Remix.run Logo
toomuchtodo 19 hours ago

Presume that a majority of women of reproductive age per generation al cohort do not want children, and intend to exit those fertility years childfree. What then?

I see no crisis, only total fertility rates reaching a neutral rate based on women empowered to make the best choice for themselves.

https://www.axios.com/2024/07/25/adults-no-children-why-pew-...

https://www.dw.com/en/why-south-korean-women-arent-having-ba...

https://www.france24.com/en/live-news/20240918-chile-birth-r...

dogma1138 19 hours ago | parent [-]

Society will have to correct itself somehow, either through social change or technological advancement that or we will all go extinct…

I actually wonder why this isn’t a bigger talking point, we are probably not at the point of no return yet but many countries are getting there and people will be caught by surprise as whilst the effect is delayed human life expectancy isn’t that long and it doesn’t take more than a couple of generations like ours until we are going to be facing a major crisis.

I really don’t know where we went wrong, and I’m not sure it’s purely financial either (tho it is for many), at least from my anecdotal experience.

maxloh 17 hours ago | parent | next [-]

> I really don’t know where we went wrong, and I’m not sure it’s purely financial either (tho it is for many), at least from my anecdotal experience.

The problem is welly explained in the video: the society in East Asia (South Korea, Japan, China, Taiwan, etc.) is too toxic for the youth and it is too hard for them to live a decent life.

Young people there are constantly competing with others of their generation. Households are unaffordable for the majority of the population, and for the lucky ones, it takes approximately 30 to 50 years to buy one. Traditional culture encourages people to work extremely hard, to the extent that they don't even have time for social activities or to form relationships. Meanwhile, promotion is often difficult because management-level positions are occupied by older individuals.

People are stopping having children not only because they cannot afford it, both financially and in terms of time, but also because they do not want their children to suffer. It is expected that the situation will persist for generations to come.

toomuchtodo 18 hours ago | parent | prev [-]

The population ballooned because women were not educated and empowered. Now that they are, and have robust access to family planning, TFR is coming down rapidly and population will eventually follow.

Where we went wrong? Women not being empowered in the first place. This is the fix, not a problem. This is a success story.

https://news.ycombinator.com/item?id=40982392

https://news.ycombinator.com/item?id=41225389

dogma1138 18 hours ago | parent [-]

I don’t know what’s right or wrong but can we agree that TFR below replacement isn’t sustainable in the long term?

Even if you don’t see shrinking population as a massive problem which it will be, if the TFR remains below ~2.1 humanity won’t be here for much longer.

toomuchtodo 18 hours ago | parent [-]

I disagree. The world has ~8.2B people, and has blown past 6 out of 9 planetary boundaries while headed to 9-10B people by 2100 (due to population momentum). Humanity will successfully continue on with an order of magnitude reduction in that number 150-200 years from now, based on a median global TFR of ~0.5-1. TFR isn’t going to 0. We can plan accordingly, if we choose to. We are currently on the unsustainable path; a lower TFR puts us closer to sustainability.
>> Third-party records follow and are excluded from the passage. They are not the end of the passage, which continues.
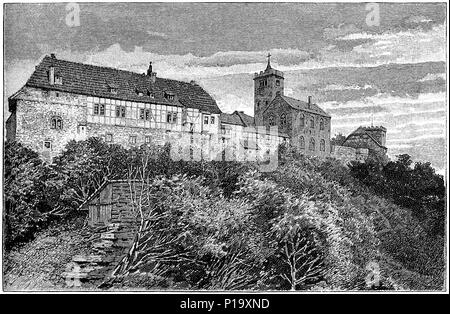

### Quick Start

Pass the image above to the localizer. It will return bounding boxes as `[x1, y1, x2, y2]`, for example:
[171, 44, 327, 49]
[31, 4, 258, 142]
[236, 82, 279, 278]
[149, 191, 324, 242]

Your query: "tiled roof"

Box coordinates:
[220, 111, 244, 126]
[220, 111, 255, 126]
[277, 96, 331, 117]
[26, 56, 221, 113]
[234, 111, 255, 126]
https://www.science.org/doi/10.1126/sciadv.adh2458

https://www.un.org/en/global-issues/population

dogma1138 18 hours ago | parent [-]

You can disagree all you want but if the TFR of the world becomes as low as the one of Chile we will get to below 1 billion people world wide within less than a century and go extinct within a millennia and the latter is based on that life expectancy won’t change and if there will be that big of a reduction in population life expectancy will plummet.

I’m also not sure how much empowerment anyone will have once we are forced back to living as agrarian subsistence farmers within a few generations.

So I don’t know if you are trolling at this point or not…

toomuchtodo 17 hours ago | parent [-]

Not trolling at all. Actually bootstrapping a non profit to buy unwanted fertility from people who don’t want it, to sell into carbon markets to spin up a flywheel to help everyone who doesn’t want kids to be empowered to not have them. So perhaps we just see the future and individual agency and empowerment differently.